Example 1:  Noemi and Harry work at Starbucks.  Noemi’s tip jar contains 30% dollars, 30% quarters, 20% dimes, 10% nickels and 10% pennies.  Harry’s tip jar contains 5% dollars, 10% quarters, 10% dimes, 35% nickels and 40% pennies.  A customer steals a coin from Harry’s jar with 99% probability and from Noemi’s jar with 1% probability.  What is the variance of the stolen amount?

  1. Identify the random variables.
    • The stolen amount is what we’re interested in so this is X.
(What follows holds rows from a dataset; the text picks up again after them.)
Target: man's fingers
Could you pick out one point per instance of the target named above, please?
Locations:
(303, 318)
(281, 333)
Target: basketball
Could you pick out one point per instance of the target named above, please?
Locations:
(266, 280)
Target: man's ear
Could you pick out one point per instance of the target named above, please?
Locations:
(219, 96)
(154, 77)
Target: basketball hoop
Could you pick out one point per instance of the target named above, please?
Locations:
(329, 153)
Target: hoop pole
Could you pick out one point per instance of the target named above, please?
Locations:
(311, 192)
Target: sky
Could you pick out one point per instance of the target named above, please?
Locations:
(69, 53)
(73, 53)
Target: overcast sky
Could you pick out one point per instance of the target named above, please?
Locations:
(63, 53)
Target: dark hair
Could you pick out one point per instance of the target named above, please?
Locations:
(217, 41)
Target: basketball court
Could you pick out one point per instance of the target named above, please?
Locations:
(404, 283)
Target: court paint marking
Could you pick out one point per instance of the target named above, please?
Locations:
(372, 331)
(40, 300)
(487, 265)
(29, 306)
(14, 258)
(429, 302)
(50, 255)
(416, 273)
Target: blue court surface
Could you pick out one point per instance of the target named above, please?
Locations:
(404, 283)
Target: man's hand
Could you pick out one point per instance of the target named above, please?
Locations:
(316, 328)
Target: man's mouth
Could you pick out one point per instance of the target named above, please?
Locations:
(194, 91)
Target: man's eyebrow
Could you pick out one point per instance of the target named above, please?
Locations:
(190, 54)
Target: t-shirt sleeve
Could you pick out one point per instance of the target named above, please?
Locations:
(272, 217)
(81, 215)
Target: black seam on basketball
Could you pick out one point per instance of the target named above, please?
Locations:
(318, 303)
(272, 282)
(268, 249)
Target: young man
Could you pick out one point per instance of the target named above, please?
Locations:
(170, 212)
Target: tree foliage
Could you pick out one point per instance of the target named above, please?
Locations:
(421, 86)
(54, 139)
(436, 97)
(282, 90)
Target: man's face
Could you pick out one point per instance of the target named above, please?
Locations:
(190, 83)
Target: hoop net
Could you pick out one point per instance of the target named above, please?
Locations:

    • The distribution of X depends on which jar the coin came from so the choice of jar is the indicator variable I.
  2. Find the distribution of E_X
    • E_X[X|I=H] = 0.1065 with 99% probability.
    • E_X[X|I=N] = 0.4010 with 1% probability.
  3. Var_I(E_X[X|I]) = 0.000858629
  4. Find the distribution of Var_X(X|I)
    • Var_X(X|I=H) = 0.04682275 with 99% probability.
    • Var_X(X|I=N) = 0.16020900 with 1% probability.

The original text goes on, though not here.